2010 NHL Free Agency: The Ilya Kovalchuk Sweepstakes And Other Storylines

While LeBron probably isn't going to the Canucks, there's still plenty of mayhem ahead on July 1 in the NHL. Here's a quick look at a few storylines as we prepare for the insanity that is the open of free agency in the NHL.

- Ilya Kovalchuk. It's rare that a player of number 17's caliber hits the market, and that makes this year pretty special. The big question for every team, though, is can we afford him? Jewels From The Crown addressed that concern:

I will take a different approach. Take a team's current cap hit, add in a very low estimate for any RFAs the team is generally thought to be re-signing (in the Kings' case, it's Richardson and Lewis), and then add in $8.5MM cap hit for Ilya Kovalchuk, and see where that gets you, cap-wise.

The teams in red are the ones who simply can't sign Kovalchuk because doing so puts them seriously over the cap. (My definition of "seriously over the cap" in this context is, "team has several players yet to sign to get to a full roster and zero dollars per player to do it with.")

Teams in orange would be foolish to try to add a Kovalchuk cap-hit to their rosters, but they could sort of almost just barely do it. The orange teams would be putting themselves in the position of having to fill out their roster with several players who make "minimum wage."

Teams in yellow can do it and will still have $1-2MM left over per player they need to sign.
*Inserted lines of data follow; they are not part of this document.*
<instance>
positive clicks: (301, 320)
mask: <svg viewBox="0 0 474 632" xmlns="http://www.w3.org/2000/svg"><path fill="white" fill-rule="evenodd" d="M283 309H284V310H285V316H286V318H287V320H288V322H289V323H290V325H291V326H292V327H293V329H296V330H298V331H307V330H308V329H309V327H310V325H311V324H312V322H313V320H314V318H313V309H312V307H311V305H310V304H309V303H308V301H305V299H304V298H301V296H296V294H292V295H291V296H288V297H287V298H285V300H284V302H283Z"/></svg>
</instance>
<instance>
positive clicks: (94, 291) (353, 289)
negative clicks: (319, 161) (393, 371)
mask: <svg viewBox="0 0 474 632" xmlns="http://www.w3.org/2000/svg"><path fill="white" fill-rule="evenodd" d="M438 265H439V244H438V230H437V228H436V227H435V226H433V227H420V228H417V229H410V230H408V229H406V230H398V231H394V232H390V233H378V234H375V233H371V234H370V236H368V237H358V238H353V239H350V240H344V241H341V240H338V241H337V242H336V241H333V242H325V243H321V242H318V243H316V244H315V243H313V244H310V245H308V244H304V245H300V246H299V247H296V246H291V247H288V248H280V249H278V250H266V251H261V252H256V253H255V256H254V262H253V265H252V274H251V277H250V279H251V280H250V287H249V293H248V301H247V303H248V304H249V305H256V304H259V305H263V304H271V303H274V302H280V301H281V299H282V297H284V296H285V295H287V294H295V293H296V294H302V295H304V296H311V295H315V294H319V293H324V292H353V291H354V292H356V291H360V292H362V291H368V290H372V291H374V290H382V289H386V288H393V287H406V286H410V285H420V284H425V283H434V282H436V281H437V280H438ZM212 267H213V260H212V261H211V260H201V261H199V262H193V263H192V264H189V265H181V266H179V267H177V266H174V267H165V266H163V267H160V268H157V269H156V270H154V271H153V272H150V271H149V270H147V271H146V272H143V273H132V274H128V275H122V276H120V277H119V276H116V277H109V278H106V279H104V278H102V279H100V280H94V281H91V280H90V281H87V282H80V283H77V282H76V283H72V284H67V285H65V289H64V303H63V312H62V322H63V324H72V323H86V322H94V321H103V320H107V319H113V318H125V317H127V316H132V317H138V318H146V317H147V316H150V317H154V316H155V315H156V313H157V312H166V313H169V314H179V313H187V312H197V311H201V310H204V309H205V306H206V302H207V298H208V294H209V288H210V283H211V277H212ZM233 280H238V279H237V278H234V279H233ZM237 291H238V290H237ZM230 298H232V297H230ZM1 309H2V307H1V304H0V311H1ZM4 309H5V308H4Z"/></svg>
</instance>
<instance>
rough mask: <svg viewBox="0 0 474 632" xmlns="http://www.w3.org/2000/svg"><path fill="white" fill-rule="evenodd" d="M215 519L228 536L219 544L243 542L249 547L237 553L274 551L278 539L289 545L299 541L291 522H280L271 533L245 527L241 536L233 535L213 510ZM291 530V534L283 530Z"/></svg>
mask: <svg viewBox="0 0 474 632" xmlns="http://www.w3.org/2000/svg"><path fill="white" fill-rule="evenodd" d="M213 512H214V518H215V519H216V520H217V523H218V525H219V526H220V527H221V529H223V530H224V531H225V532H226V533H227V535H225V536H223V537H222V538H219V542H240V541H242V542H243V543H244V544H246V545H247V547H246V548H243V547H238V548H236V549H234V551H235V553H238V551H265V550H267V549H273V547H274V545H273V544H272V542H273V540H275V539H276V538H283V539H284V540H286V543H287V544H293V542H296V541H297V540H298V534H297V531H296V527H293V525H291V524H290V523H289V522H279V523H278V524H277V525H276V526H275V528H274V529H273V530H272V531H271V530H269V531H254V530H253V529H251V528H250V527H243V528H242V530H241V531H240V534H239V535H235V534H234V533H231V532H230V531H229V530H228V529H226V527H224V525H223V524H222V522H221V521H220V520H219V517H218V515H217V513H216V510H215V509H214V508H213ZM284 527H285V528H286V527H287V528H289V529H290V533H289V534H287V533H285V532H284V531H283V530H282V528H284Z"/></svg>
Teams in green have more than $2MM per player left to sign (or else would already have a full roster), and so are obviously in the best position of all the teams.

There's a chart, and it's fantastic.

- The goalie market: There are a lot of goalies looking for work, and there are only a handful of teams with openings at the position. Tampa, Philadelphia, San Jose are really the only teams in need of starting goaltending. The price, then, for these guys will be driven down and many goalies will have to look elsewhere for work.

- The defense market: On defense, the market is basically the complete opposite. You have a bunch of serviceable second and third pairing guys who are all due for raises, and with plenty of holes on NHL rosters, these guys will likely all pick up those spots and get their money.

- Dan Hamhuis: Perhaps the most coveted defenseman on the market, Hamhuis has had an interesting ride to the free agent market. In fact, he still might not get there, but after the Nashville Predators couldn't get an agreement with him, they shipped his rights to Philadelphia, where the Flyers couldn't come to terms with him either.

They wound up shipping him to their biggest rival in exchange for a third round pick, and now it appears that the Penguins won't be coming to a deal with him. It'll be fascinating to see if Hamhuis gets the $5 million he believes he is worth on the UFA market.

- Does anything happen at all? After the draft turned into a complete snooze-fest, it'll be interesting to see how much news actually comes out of the free agency period. Do the teams need to make up for lost moves at the draft, or is this just one of those years where nothing exciting happens?